Bell & Sward Brings Upscale Men’s Clothing to Conway 

When Erik Sward sits down with sales representatives who have clothes samples or swatches to show him, one of his customers typically comes to mind. 

“I’ll look at a piece of clothing and think, ‘Well, that’s this person right here,’” Sward said.  

He’ll generally take a picture and text it to the customer, and before long, that piece usually makes its way to the showroom floor of Bell & Sward, an upscale men’s clothing store in downtown Conway. 

It’s the relationships, customer service and in-store experience that Sward believes sets him apart and has made Bell & Sward a staple of downtown for eight years. That, and a carefully crafted sales approach that Sward believes caters specifically to men. 

“We strive for a relaxed shopping experience,” Sward said. “A lot of men don’t like shopping. Granted, there are plenty that do, but there are more who do not.” 

Because of that, Sward said patrons can expect a warm welcome and to be allowed to roam the store unbothered and find shirts from the likes of Peter Millar, johnnie-O and Mizzen+Main, or jeans from AG and Paige, or a pair of Martin Dingman shoes, among other items. 

“We’re warm and inviting,” he said. “We don’t want you to feel like someone is following you around the store trying to sell you something.” 

Sward had the idea for a store soon after he and his wife moved back from Little Rock in 2013. Within a few months, he’d contacted people to get his idea rolling. Later the same year, he made his first trip to a market in Dallas to buy clothes. In March 2014, Bell & Sward opened its doors. 

Sward’s mother-in-law, Zanette Bell, was a partner with him as he started the business and continued in that role until earlier this year. 

“We learned from each other on the fly,” said Sward, who mentioned neither of them had a background in retail. “She’s the most important part of our success. Without her, I wouldn’t have made it. We’ve been able to bounce ideas off each other, argue with one another and then figure out a solution.” 

Another important figure in the early days was Lori Quinn, who had previous experience with running a men’s clothing store in downtown.  

“I don’t know if we would have followed through with the idea, without Lori,” Sward said. “She was more than willing to sit down with us and really helped get us started.” 

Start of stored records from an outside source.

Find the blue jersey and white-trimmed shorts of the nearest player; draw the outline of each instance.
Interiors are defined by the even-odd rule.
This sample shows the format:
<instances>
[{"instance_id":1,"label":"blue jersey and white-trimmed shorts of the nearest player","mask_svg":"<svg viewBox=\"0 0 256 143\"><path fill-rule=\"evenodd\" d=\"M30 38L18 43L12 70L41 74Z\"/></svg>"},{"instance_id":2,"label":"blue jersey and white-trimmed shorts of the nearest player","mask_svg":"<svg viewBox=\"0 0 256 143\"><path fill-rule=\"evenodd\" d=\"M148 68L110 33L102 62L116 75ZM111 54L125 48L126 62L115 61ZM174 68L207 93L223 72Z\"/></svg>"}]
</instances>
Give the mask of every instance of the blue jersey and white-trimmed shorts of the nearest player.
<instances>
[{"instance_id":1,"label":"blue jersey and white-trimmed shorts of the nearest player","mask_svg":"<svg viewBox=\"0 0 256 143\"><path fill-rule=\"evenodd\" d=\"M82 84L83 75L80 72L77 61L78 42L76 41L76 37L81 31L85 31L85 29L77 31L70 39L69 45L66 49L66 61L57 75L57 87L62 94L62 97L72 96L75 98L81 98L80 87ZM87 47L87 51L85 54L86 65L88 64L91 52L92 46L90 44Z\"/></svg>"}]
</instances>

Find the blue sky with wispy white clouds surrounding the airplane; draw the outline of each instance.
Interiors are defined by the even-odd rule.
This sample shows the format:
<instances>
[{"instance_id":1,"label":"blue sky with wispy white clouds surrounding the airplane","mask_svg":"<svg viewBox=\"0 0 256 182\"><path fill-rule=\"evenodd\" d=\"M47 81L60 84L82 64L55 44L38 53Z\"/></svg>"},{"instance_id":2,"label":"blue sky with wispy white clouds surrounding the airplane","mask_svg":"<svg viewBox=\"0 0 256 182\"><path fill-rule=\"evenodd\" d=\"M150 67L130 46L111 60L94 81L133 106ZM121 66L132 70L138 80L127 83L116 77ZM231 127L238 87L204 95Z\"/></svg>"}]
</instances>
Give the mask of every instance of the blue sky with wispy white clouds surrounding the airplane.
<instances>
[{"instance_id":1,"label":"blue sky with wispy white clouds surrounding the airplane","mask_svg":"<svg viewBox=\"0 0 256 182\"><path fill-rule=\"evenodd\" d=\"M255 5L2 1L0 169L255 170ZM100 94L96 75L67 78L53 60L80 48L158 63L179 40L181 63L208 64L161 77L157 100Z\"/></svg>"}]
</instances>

Sward said he never expected his store to grow to what it has become today.  

“You obviously set lofty goals and dream that it could be this good, but you’re aware there’s a decent chance you won’t get there and there’s nothing you can do about it,” he said. “The success we’ve had has been overwhelming.” 

Sward said he’s most proud of the connections he’s been able to make with customers and vendors. 

“When I moved to Conway in 2013, I didn’t know anyone other than a couple family members and a few friends,” he said. “Some of my best friends I’ve met through the store, whether that be a customer or a vendor.” 

He also takes pride in the fact he’s been able to produce University of Central Arkansas shirts through two of his in-store brands — Peter Millar and johnnie-O.  

“Those brands have typically only done Power 5 schools, so to get UCA logos embroidered was cool,” he said. “It just gives an elevated feel for UCA fans and students who want something different than your typical sports polo shirt.” 

The fact Peter Millar and johnnie-O, among others, choose to sell their lines in his store is another point of pride for Sward. 

“Peter Millar had not opened an account in five years when they opened with us, and we’re one of a select few in the state outside of a country club,” he said. “It shows they believe in what we’re doing and want to have their product in our store.” 

Sward still hears regularly from his customers that his store has allowed them to stay in Conway and shop for clothes they love, which Sward always appreciates. 

“Conway has a good strong set of boutiques that serve our community and we’re lucky to be part of that,” he said. “I think it really sets us apart, and not only that, it helps bring people from surrounding areas to our community.”